Opium: A Dark Paradise

2015

Few sights in nature are more strikingly breathtaking than gently rolling fields blanketed by lavender, scarlet, white, and green opium poppies in full bloom. One of nature’s most dramatic displays, their splashes of dazzling color are rivaled only by that of tropical fish cruising amid the coral reefs or parrot flocks gliding amid the tropical rain forest canopy.

However, the natural allure of the opium poppy in bloom masks a dark side unlike any other found in nature. Contained within the seedpod of the opium poppy is a gummy sap that bleeds from the surface when it is accidentally scratched or intentionally slit. Although the sap looks innocuous as it forms in droplets on the outer shell of the green pod, it becomes a dangerous narcotic once harvested and processed for millions of opium addicts who are dependent on its mystical yet tragic properties.

The consumption of opium, whether smoked, eaten, or injected, is marked by a euphoric rush, a warm feeling of relaxation, a sense of security and protection, and relief from hunger, tension, and physical pain. Millions of addicts around the world spend tens of billions of dollars a year to experience its tranquilizing pleasure. Worth more money per acre than any other crop in the world, literally worth more than its weight in gold, the sap finds its way to the streets of all major cities.

Opium begins its journey in its raw state as a bitter, milky-brown, sticky sap. Only the sap of the poppy Papaver somniferum produces the intoxicating sticky juice. The genus name of this colorful plant comes from the Latin word for poppy, and the species name from the Latin word meaning “causing sleep.” Its distinctive characteristic of inducing a dreamy, sleeplike trance is what differentiates it from dozens of other benign poppy species.

Flowing in the sap of the opium poppy is a narcotic that people have used and valued for five thousand years. Yet it was not until the advent of modern chemistry at the beginning of the nineteenth century that the principal ingredient, called principium somniferum, meaning “the basic ingredient inducing sleep,” was isolated and identified as containing two powerful pain relievers. Referred to by doctors as analgesics, these pain relievers are morphine and codeine.

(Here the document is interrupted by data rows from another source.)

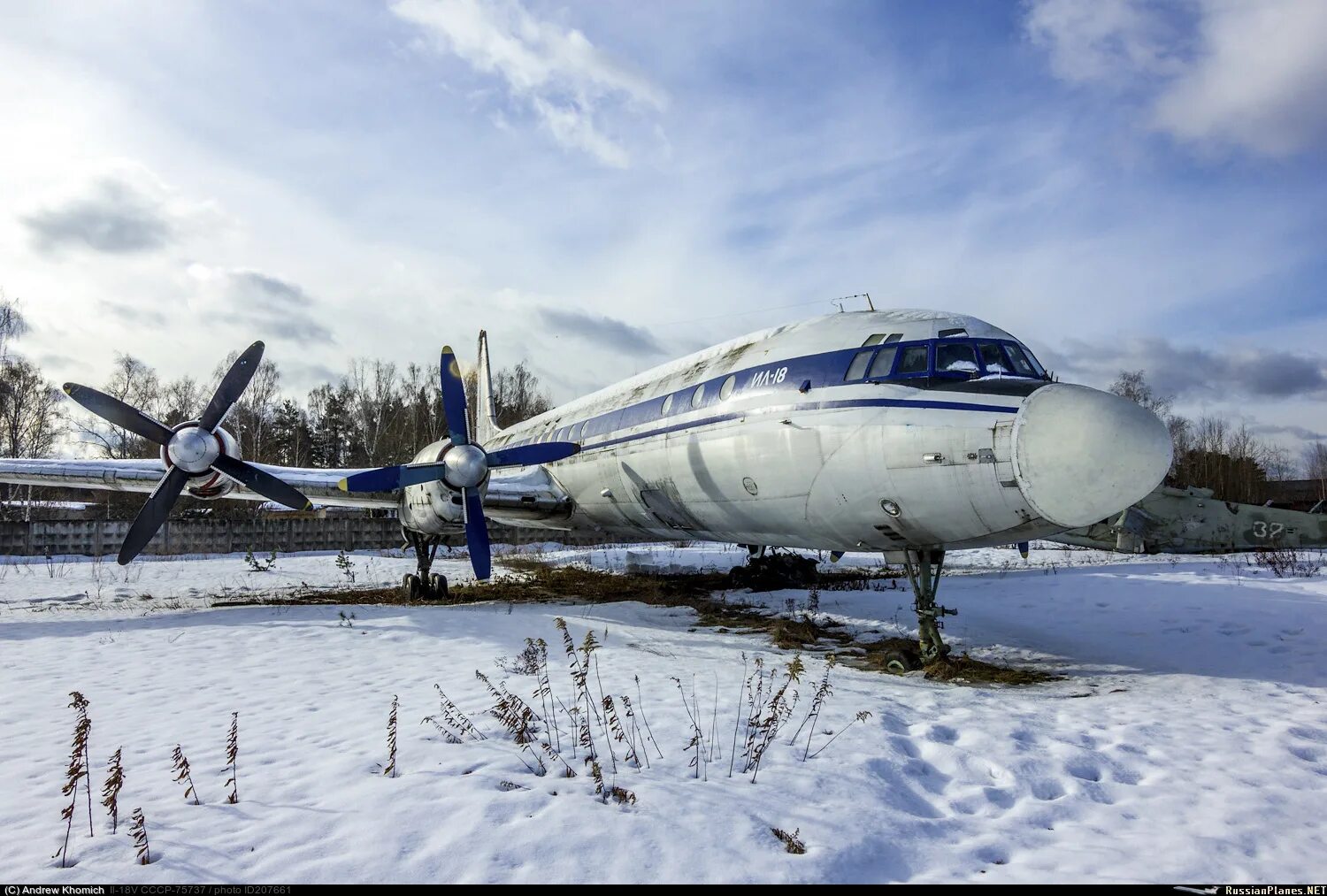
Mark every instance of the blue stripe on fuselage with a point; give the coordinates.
(820, 371)
(809, 405)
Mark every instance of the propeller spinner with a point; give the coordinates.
(464, 466)
(190, 450)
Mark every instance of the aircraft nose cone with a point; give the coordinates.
(1082, 456)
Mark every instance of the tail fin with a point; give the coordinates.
(486, 418)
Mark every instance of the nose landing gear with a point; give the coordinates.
(924, 567)
(424, 586)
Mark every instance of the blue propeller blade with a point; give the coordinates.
(525, 455)
(477, 535)
(392, 479)
(454, 397)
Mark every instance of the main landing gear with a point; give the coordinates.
(924, 567)
(772, 570)
(422, 585)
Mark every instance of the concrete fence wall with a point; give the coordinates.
(100, 538)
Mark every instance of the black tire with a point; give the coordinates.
(900, 660)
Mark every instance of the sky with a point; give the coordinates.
(604, 186)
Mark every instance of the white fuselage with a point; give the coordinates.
(790, 445)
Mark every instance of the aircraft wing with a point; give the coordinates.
(515, 497)
(142, 476)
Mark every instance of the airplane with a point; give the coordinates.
(910, 433)
(1192, 521)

Once the chemistry of opium was understood, pharmacologists, chemists, botanists, and physicians experimented with the drug. They proclaimed it a panacea capable of treating a variety of painful maladies such as internal bleeding, broken bones, and even, it was hoped, cancer and alcoholism. So optimistic was the scientific community that it freely prescribed syrups and elixirs laced with opium to relieve the pain of the elderly and to quiet squalling babies.

By the end of the nineteenth century, Europeans and Americans of all ages and income groups were consuming doses of opium in pharmaceuticals as well as in a variety of commercial products sold in stores. Many more people were learning how to smoke the dried sap from Chinese laborers who had arrived in America in the mid-1800s to work in California’s gold mines and to build the Transcontinental Railroad. Opium dens, hangouts where people met to smoke opium and then slump into a drowsy stupor, sprang up first in California and later in many cities across the American heartland.

As opium consumption in America increased, it became evident that something was terribly wrong. Occasional overdoses were costing users their lives, and the medical community was coming to grips with the startling discovery that opium was highly addictive. Addicts became more focused on finding and taking their drug than on their health and their families’ well-being. Opium’s ability to relieve pain and create a soothing mental state was making it one of the most widely used drugs.

Determined to battle the scourge of opium, America and other countries outlawed it at the beginning of the twentieth century. Desperately needing the drug, addicts became customers of major crime organizations that surfaced to provide an uninterrupted flow of the drug from Asian poppy fields to the streets of America at a hefty cost in terms of money, crime, and lives.

Today, as the twenty-first century moves forward, the opium problem remains. America’s appetite for opium in its various forms, one of which is heroin, seems insatiable. Political and civic leaders have organized to try to free America from opium’s grip but are divided on how best to do it. One faction has launched a war on the poppy fields in Asia, assuming that by destroying the source, America’s problem will disappear. Another faction proposes that America can stop illicit trafficking only by confronting the demand for the drug at home. And yet a third smaller group doubts the bane can be eliminated.

None of these actions has resolved the war on opium. Its steady use is a major health and social problem. Opium continues to find its way to the streets of America regardless of the billions of dollars that are annually spent trying to stamp it out.